The federal government said on Sunday, January 17th, through an official letter, that it was informed of the oxygen shortage in Manaus on January 8th, eight days before several municipal hospitals collapsed due to a lack of the life saving material on January 14th.
The information is highlighted in official explanations sent by the Attorney General's Office (AGU), to the Federal Supreme Court (STF), at the request of Justice Ricardo Lewandowski.
According to the AGU, White Martins, a supplier of oxygen tanks in Manaus, the state capital of Amazonas, warned the state government on January 7th that "the unexpected increase in demand that has occurred in recent days has abruptly, and considerably worsened the situation." The following day, the Ministry of Health was notified by email.
Initially, the government's reaction was to announce an increase in oxygen supply by sending 350 cylinders to Manaus between January 8th and 10th. The government of Amazonas confirmed receiving 373 oxygen infusion pumps on January 11th, but reported that the amount was only sufficient for 70 of the 2,700 patients hospitalized with covid-19 in the state.
On the same day, three days before the collapse, Health Minister, Eduardo Pazuello, flew to Manaus. With hospitals almost at capacity and an increasing number of covid cases, he tried to be calm, talking about early treatment against the coronavirus (which according to scientists does not exist), and reassuring people that the ministry was prepared to meet “any demands at a minor, municipal or state level”.

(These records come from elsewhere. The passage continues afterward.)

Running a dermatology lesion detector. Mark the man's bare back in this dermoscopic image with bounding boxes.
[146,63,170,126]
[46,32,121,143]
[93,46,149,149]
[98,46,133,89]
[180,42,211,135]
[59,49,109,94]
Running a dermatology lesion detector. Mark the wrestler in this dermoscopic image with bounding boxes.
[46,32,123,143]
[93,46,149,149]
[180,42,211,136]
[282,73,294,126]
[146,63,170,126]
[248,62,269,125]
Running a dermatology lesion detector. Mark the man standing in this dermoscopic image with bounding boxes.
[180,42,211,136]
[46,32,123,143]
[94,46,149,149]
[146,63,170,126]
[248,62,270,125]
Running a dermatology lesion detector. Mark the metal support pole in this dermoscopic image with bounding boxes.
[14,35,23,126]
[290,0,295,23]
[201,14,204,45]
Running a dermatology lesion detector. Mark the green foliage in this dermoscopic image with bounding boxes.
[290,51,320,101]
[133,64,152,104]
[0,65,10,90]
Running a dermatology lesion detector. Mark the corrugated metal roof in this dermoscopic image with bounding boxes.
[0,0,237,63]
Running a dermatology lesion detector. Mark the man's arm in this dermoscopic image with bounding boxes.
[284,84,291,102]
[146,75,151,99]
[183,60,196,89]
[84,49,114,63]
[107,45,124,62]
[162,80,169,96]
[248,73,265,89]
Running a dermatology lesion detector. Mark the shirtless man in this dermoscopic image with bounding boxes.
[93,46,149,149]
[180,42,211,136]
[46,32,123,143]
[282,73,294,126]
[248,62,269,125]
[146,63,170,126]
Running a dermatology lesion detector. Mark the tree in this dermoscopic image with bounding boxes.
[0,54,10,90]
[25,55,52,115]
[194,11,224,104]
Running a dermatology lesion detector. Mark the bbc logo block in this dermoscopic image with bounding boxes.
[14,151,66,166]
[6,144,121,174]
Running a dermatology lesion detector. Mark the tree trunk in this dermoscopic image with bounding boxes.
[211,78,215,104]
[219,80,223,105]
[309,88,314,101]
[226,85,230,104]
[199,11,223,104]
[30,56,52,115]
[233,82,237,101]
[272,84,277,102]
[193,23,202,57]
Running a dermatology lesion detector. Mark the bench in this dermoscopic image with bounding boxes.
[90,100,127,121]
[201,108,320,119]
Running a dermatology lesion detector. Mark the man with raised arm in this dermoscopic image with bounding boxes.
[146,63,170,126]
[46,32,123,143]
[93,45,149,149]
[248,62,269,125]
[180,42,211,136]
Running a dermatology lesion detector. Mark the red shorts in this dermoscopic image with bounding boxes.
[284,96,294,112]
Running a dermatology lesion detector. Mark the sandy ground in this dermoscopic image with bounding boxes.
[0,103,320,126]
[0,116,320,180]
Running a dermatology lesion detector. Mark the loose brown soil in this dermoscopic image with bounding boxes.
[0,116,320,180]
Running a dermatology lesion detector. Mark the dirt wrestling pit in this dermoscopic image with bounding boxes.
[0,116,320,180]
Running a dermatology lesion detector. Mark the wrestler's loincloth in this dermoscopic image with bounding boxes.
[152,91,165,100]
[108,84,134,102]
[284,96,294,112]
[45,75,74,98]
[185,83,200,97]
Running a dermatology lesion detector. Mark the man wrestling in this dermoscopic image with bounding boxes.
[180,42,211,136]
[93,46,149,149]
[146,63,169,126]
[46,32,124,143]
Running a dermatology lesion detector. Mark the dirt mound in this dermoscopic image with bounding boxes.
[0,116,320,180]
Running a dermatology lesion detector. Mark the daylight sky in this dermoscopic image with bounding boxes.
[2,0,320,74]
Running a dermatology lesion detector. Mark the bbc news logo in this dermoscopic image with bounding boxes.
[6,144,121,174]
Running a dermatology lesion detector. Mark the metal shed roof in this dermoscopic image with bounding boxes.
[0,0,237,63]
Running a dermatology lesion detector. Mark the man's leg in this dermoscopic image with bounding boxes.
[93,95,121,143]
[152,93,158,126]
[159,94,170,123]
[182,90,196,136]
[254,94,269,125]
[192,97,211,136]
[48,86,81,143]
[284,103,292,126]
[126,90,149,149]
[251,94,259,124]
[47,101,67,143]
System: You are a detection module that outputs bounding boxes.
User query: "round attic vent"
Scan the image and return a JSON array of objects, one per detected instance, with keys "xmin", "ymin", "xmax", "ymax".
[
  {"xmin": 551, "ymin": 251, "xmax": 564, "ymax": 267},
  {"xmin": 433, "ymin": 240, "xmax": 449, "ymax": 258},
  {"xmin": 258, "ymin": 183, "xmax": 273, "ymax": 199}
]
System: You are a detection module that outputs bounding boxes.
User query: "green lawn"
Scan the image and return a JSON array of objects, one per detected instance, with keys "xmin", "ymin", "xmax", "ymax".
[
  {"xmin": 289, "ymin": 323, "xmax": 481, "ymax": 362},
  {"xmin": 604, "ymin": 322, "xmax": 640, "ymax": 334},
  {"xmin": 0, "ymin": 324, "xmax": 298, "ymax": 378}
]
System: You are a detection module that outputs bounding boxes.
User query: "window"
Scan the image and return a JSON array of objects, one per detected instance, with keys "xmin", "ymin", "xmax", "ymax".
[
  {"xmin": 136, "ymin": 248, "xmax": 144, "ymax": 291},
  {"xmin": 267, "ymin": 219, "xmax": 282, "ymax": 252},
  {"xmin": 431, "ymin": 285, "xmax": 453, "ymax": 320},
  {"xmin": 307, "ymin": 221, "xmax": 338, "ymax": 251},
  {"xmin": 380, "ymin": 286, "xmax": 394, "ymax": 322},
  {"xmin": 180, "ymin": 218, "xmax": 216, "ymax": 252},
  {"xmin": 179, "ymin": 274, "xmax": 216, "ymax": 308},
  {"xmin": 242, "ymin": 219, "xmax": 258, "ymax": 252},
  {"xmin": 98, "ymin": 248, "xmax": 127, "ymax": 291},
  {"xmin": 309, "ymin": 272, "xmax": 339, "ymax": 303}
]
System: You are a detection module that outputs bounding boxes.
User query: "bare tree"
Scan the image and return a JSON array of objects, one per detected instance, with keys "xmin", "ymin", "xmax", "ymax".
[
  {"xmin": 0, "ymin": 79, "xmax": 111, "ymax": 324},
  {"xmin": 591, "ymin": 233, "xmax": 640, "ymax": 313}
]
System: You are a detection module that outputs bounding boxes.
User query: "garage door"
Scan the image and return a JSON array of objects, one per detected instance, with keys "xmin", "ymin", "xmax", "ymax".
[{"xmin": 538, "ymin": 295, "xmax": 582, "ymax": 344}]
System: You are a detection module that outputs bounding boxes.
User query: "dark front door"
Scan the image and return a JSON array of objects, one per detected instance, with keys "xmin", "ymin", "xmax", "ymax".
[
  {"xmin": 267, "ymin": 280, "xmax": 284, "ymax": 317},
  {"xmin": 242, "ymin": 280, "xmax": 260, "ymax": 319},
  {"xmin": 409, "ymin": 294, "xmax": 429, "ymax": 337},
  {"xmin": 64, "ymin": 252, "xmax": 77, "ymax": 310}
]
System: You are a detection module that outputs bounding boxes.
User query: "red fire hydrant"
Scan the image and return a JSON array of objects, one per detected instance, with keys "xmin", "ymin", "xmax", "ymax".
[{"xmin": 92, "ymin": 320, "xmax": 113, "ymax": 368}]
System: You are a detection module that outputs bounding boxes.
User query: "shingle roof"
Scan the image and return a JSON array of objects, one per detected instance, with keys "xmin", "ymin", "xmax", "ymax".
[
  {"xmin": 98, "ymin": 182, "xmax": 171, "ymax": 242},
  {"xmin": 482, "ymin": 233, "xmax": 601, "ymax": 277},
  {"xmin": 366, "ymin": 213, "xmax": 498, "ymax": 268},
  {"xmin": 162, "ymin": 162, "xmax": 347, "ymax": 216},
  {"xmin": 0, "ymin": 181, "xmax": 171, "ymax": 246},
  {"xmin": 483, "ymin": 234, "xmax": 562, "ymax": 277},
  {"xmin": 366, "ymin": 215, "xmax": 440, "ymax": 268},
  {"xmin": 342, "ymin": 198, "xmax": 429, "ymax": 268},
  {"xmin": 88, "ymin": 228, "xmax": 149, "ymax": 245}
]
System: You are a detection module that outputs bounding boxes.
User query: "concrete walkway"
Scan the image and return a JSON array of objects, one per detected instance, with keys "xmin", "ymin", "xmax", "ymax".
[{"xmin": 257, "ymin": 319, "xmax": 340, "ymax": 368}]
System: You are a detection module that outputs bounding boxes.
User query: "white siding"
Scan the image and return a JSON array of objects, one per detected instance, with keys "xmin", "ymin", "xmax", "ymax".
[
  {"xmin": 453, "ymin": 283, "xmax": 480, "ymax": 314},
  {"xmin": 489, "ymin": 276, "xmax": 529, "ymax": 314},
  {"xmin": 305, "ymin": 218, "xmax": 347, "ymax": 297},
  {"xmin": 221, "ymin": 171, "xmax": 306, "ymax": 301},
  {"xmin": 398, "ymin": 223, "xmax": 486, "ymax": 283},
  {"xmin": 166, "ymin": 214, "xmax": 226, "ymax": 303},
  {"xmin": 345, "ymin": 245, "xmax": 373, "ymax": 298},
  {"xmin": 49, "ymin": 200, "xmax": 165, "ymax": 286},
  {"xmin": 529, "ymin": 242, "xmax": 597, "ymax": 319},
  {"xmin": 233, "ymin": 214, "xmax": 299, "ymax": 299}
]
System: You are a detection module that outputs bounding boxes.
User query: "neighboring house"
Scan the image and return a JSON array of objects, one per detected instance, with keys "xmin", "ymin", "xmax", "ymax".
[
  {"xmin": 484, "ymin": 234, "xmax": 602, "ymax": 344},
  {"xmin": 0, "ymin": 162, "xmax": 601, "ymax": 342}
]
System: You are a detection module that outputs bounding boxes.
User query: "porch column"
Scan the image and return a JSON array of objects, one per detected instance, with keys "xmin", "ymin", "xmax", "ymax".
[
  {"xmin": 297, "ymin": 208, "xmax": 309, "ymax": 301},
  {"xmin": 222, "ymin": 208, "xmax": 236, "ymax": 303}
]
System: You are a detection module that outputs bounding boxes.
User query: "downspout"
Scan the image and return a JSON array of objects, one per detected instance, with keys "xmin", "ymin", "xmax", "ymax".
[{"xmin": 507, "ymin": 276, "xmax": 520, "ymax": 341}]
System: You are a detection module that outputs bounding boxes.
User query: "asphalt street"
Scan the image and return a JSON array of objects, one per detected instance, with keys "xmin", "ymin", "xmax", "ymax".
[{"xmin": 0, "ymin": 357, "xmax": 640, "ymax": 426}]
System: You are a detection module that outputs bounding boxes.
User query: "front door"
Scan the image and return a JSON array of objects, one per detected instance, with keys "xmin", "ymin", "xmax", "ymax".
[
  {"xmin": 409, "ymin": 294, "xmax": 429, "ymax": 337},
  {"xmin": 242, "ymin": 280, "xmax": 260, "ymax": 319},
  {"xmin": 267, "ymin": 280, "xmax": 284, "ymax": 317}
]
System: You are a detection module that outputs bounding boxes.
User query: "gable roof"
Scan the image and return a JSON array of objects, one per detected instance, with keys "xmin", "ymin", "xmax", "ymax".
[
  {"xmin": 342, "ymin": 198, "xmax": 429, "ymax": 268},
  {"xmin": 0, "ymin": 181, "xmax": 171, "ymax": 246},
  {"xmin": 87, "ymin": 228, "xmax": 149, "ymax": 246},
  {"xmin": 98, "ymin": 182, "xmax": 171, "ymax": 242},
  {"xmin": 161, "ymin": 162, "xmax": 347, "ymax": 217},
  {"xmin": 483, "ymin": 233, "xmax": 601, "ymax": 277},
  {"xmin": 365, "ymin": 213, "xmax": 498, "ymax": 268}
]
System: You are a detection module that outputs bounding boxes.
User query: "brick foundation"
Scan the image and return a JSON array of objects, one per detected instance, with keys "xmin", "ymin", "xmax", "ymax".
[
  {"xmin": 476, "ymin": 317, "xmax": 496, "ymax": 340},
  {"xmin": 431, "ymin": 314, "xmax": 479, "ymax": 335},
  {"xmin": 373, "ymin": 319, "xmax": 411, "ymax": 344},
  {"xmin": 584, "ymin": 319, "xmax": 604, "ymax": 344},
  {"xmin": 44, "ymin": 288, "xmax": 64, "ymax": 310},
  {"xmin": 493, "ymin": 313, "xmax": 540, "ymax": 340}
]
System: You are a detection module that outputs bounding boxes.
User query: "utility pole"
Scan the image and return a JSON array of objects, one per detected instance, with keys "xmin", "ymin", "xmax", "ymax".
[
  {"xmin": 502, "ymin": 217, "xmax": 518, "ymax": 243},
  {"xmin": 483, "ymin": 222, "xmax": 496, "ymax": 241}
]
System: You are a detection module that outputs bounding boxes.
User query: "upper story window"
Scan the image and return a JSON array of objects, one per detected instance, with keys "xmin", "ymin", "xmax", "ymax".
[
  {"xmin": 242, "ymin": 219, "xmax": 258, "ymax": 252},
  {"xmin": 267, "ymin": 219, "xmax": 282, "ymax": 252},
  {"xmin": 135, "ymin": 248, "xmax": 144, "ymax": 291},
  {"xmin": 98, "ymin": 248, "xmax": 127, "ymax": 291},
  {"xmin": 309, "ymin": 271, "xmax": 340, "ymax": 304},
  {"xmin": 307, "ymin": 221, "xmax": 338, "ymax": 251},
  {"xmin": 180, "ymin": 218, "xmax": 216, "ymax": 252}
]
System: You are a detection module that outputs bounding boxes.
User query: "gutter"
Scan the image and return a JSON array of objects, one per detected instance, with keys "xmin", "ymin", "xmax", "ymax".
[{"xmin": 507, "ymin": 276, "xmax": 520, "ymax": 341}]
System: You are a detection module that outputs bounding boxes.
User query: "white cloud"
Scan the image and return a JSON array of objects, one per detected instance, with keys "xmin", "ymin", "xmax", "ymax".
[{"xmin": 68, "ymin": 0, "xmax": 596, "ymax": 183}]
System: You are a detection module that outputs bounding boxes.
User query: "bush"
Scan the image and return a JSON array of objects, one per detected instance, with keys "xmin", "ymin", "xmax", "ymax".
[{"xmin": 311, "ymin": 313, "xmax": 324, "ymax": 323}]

Despite his words, on January 14th, Pazuello admitted during a meeting with mayors, that there were no Brazilian Air Force (FAB) aircraft available to transport oxygen to Amazonas.
Confused, he changed his narrative the very same night on a live broadcast alongside President Jair Bolsonaro. On the occasion, he said that planes carrying oxygen were already on their way to Manaus, and that problems arose due to rains and the lack of early treatment against covid - again contrary to science.
In its justification to the Supreme Court, the Federal government also claimed that White Martins' warning came too late, and that federal agencies "used all possible means to overcome the situation".
The Attorney General's office also affirmed that it transferred "an extremely significant volume of strategic materials and financial resources" to the state of Amazonas, adding that "it never failed to keep communications open".
Due to the oxygen shortage, the government of Amazonas said it had transferred 12 more hospitalized patients from Manaus to Natal, the state capital of Rio Grande do Norte, on Sunday night. As a result, the total number of patients transferred to other states is 74.
In addition to Natal, patients were taken to the cities of João Pessoa, Teresina, São Luís and Brasília. The Amazonas government expects to transfer 235 patients in all.